Le secrétaire général de la CGT fait le point en ce début de grève "perlée" : "On demande la même chose depuis plusieurs semaines", explique-t-il, "revoir complètement le projet du gouvernement."

Quel service ferroviaire nous voulons pour la France? Quelle garantie nous avons qu'il n'y aura pas de privatisations ?  Le problème c'est qu'il reste encore quatre ans, il faut figer un certain nombre de choses".

Sur le "grand deal" proposé aux cheminots par Emmanuel Macron, afin de reprendre la dette de la SNCF  : "Nous proposons des solutions pour que l'État reprenne cette dette, pour financer les investissements, (comment taxer le transport routier) , sur le fret." 

Pour que le mouvement s'arrête, Philippe Martinez explique qu"il faudrait "un gouvernement qui écoute, et n'essaie pas d'opposer les cheminots aux usagers.
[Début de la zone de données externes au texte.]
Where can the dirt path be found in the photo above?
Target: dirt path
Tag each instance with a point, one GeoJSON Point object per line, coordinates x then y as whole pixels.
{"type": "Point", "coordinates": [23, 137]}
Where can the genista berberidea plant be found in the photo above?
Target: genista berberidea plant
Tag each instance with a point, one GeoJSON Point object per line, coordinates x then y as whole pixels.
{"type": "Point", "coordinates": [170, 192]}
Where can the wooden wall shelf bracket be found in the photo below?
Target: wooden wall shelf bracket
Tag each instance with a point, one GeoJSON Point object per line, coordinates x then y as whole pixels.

Sur le remplacement des cheminots grévistes par des salariés à qui est offert une prime, le leader CGT parle de 125 personnes : "C'est marginal (...) On a un taux record de grévistes."

Philippe Martinez, qui affirme ne pas vouloir d'un "conflit dur" : 

Vous pensez que les cheminots font grève par plaisir? On est obligé d'en arriver là, à cause du gouvernement 

"La forme de lutte proposée par l'intersyndicale rencontre un succès massif (...) ce qui montre que la forme de lutte correspond à une attente des cheminots."

Pas de "gréviculture"

Sur le numérique, et la modernisation de Carrefour, en difficulté financière : "Arrêtons de mettre le numérique devant, avec les suppressions d'emplois [ que cela entraîne].  Imaginons plutôt un mix entre le numérique et les hôtesses de caisse, ne détruisons pas le lien social, au boulot et comme ce que nous vivons dans la société. Le numérique, il a bon dos, les suppressions d'emplois sont toujours justifiées par le numérique."
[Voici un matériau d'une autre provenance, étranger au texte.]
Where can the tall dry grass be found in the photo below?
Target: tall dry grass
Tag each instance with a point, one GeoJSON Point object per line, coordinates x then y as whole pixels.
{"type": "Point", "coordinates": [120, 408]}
"On nous dit que la croissance repart : les grandes entreprises, les actionnaires se portent bien...mais les retraités sont dans la rue, les salariés se retrouvent à la porte (comme chez GM&S)" estime Philippe Martinez : 

Les inégalités continuent d'augmenter, c'est ça la réalité de notre pays

"L'esprit revanchard de la SNCF et de Mr Pepy il est bien présent en ce moment", poursuit le syndicaliste.

Cette petite musique des cheminots privilégiés est insupportable

Et une reprise des négociations est-elle envisageable ? "Je n'ai pas eu de contact depuis un moment : ils connaissent mon numéro de téléphone, ils peuvent appeler quand ils veulent, il faut s'assoir de nouveau, mais avec les oreilles débouchées".